Perhaps the most often quoted observation ever uttered by the King is his famous saying about preventible diseases—“If preventible, why not prevented?” His Majesty is an eager supporter of every properly authorised medical discovery which promises to be of value to humanity in the alleviation of disease. For example, both the King and Queen Alexandra have taken the greatest interest in the “light treatment” for lupus introduced by Dr. Finsen, a Danish savant, which Her Majesty had installed at the London Hospital, and as we have seen His Majesty experienced in his own person the value of the Röntgen rays for purposes of diagnosis.
The King has long been deeply impressed with the ravages of consumption and other forms of tuberculosis, and when, comparatively recently, an association for the prevention of this terrible scourge was established, he not only became its president, but took an active part in its deliberations. Moreover, not long before the death of Queen Victoria he consented to preside at a great National Congress on Tuberculosis to be held in London in the course of 1901, and to be attended by delegates from all parts of the British Empire.
As far back as 1863 the King became a patron of the Brompton Hospital for Consumption, and in 1879 he laid the foundation-stone of the new wing by which its accommodation was largely increased. A few years afterwards he showed his continued interest in the same subject by presiding at a festival dinner in aid of the Royal Hospital for Diseases of the Chest, in the City Road, which brought in nearly £5000 to the funds of the hospital. Until comparatively lately, consumption was regarded as practically incurable, and it says much for the King’s clearheadedness and insight that he unhesitatingly placed himself at the head of the crusade against the disease. The historian of the future will reckon this as not the least of the services he has rendered to his people.
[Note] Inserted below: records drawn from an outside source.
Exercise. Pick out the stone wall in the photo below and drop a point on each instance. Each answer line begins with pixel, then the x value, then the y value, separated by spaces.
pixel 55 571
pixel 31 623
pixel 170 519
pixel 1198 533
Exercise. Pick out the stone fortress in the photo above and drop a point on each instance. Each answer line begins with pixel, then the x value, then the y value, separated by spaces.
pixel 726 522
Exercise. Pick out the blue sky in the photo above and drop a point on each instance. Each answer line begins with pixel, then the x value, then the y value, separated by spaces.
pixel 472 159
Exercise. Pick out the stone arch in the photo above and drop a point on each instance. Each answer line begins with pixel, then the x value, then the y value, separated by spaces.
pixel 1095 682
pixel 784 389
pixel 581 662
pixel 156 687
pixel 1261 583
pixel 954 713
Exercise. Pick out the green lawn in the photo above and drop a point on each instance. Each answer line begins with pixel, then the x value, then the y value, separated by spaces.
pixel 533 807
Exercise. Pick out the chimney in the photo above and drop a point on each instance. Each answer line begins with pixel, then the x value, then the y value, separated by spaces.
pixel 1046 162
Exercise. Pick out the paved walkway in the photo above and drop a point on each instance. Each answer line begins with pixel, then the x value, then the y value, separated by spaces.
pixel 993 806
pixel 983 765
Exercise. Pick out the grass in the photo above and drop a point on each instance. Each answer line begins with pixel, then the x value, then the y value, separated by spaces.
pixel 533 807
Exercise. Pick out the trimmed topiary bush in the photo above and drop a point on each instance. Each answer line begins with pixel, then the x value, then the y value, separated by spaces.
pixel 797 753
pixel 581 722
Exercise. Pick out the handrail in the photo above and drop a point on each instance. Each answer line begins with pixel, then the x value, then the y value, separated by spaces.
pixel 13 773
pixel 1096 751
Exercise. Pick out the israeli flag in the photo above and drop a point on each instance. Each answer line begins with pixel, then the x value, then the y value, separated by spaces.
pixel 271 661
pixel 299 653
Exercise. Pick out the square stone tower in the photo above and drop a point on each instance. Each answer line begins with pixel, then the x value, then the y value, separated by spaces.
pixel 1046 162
As may be imagined from the diversity of his interests, the King’s correspondence of late years rivalled that of Queen Victoria, and His Majesty is always eager to acknowledge the debt he owes to his private secretary, Sir Francis Knollys. The correspondence is reduced by the private secretary to three distinct sections—the private letters, the business letters, and the miscellaneous letters. Among the latter are those written by lunatics, begging-letter writers, and so on. The private letters are sent up to the King unopened, the others are all read through by Sir Francis and again subdivided, the larger section to be replied to in a formal and official way, the others to be submitted to the King before they are dealt with.
Some of His Majesty’s correspondents evidently have a touching belief in his power of righting wrong. They implore him to take up their cause when they are injured, and it may be stated that no bona fida epistle was ever sent to the King without being answered, often with marvellous celerity, and ever with the greatest courtesy and kindness.